В целом подтекст трансляции был понятен – левацки настроенный Восьмой, критиковавший комитет за сближение с Россией, хотел сыграть на контрасте. Ответить на пророссийский праздник антироссийским фильмом. Восьмой как бы намекал – кто забывает уроки прошлого, тот не имеет будущего.
Зиро вспомнил вчерашние терки про победный пиар. Ему стало любопытно, что там Инфоком впарил Москве, и переключился на главный российский канал. Первый, или как его там. Там царила вакханалия победного экстаза. Телевизор, используя короткие, легкие для понимания фразы, поднимал национальное самосознание, открыто и абсолютно бессовестно зомбировал население. В телевизоре было не протолкнуться от победителей, все сплошь какие-то одинаковые, самодовольно-сытые нестарые люди без следа мысли на лицах. Единственные, кто выглядел лишним на этом празднике жизни, были сами ветераны войны, жалкие, доживающие свой век нищие старики, которые и хотели бы навсегда забыть ужас той давней бойни, но даже в этом им отказали. Наша Победа! Наша, наша, только наша! Слава России! – завывал телевизор, как свихнувшийся проповедник, совсем забыв, что ту войну выиграла совсем другая страна.
Даже жидкие кристаллы в экране, казалось, коробило. Зиро сморщился. Икра застряла в горле.
Вот как икорка наша мечется, думал он. Ему было неприятно. Жуткая халтура. Примитивные шаблоны. За ту сумму, что вчера изобразил Корень, можно было и постараться. Нет, качество картинки нареканий не вызывает. Все вполне реалистично. Но по сути… Мощность пиара, Зиро прикинул на глаз, от силы пол-Пелевина. Да где там! От одна третья максимум. Зиро покачал головой.
Хорошо, что я остался в В8, думал он. Тогда, во время блокады, когда живот сводило от голода, он чуть было не бросил все и не рванул со сталкерами в Россию через болото. Был такой момент слабости. И что бы сейчас со мной было? Жрал бы дерьмо и целовал в жопу воркуйских пиар-фантомов, вот что ответил он сам себе.
Зиро сделал над собой усилие и проглотил последний бутерброд с икрой, залпом допил чай, наблюдая, как какие-то бездарные поп-бляди, вертя жопами, исполняют диско-варианты песен военной поры.

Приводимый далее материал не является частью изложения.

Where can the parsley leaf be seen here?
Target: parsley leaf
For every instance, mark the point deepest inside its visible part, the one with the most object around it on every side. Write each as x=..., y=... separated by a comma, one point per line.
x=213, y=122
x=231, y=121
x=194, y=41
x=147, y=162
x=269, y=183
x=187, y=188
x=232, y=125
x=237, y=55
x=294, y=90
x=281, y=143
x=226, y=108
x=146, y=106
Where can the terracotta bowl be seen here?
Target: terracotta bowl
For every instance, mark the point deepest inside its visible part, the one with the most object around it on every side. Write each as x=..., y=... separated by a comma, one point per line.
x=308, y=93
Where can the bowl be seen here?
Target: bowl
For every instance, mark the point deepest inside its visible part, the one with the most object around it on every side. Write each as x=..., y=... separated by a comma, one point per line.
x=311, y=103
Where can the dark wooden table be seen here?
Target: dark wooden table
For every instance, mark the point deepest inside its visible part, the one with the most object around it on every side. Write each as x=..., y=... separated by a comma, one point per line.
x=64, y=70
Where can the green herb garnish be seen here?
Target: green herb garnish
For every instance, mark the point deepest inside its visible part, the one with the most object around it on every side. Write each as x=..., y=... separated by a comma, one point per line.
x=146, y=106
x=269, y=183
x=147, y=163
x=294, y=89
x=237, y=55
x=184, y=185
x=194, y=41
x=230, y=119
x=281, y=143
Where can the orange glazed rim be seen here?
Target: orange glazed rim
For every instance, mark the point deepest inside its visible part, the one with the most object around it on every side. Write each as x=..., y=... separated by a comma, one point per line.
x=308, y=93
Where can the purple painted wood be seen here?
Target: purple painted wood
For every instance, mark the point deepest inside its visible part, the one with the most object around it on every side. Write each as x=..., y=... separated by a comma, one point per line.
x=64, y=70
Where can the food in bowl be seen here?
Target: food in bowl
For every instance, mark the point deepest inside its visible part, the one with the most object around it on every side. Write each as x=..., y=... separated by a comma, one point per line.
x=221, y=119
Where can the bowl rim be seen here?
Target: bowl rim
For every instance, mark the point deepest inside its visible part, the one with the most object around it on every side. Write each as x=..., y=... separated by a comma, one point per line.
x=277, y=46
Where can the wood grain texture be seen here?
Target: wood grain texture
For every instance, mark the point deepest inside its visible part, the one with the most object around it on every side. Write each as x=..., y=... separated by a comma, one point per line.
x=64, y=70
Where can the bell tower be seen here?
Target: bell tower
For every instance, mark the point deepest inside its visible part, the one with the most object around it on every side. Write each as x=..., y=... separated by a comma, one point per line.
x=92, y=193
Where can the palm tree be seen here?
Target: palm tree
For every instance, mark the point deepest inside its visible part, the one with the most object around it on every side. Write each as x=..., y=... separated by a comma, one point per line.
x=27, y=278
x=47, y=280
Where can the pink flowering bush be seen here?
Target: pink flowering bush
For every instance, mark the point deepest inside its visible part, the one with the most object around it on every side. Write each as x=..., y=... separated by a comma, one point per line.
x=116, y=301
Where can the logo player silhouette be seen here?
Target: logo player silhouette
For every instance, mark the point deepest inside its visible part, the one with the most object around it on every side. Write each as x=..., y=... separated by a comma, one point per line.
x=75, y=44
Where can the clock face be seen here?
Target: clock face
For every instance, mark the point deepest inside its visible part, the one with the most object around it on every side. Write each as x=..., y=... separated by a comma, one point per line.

С другой стороны, чего на комитет пенять? Комитет ведь на заказ работает. Значит, так надо. Значит, они жрут это. И жрут, похоже, с удовольствием. Добавки просят. Зиро смотрел на ликующую многотысячную толпу на Красной площади. Ну и хрен тогда с вами, дорогие россияне, если вам так вставляет это маломощное порно. На здоровье. Только на черную икорку вы особо не рассчитывайте. Черную икру мы будем кушать. И он вытер салфеткой жирные губы.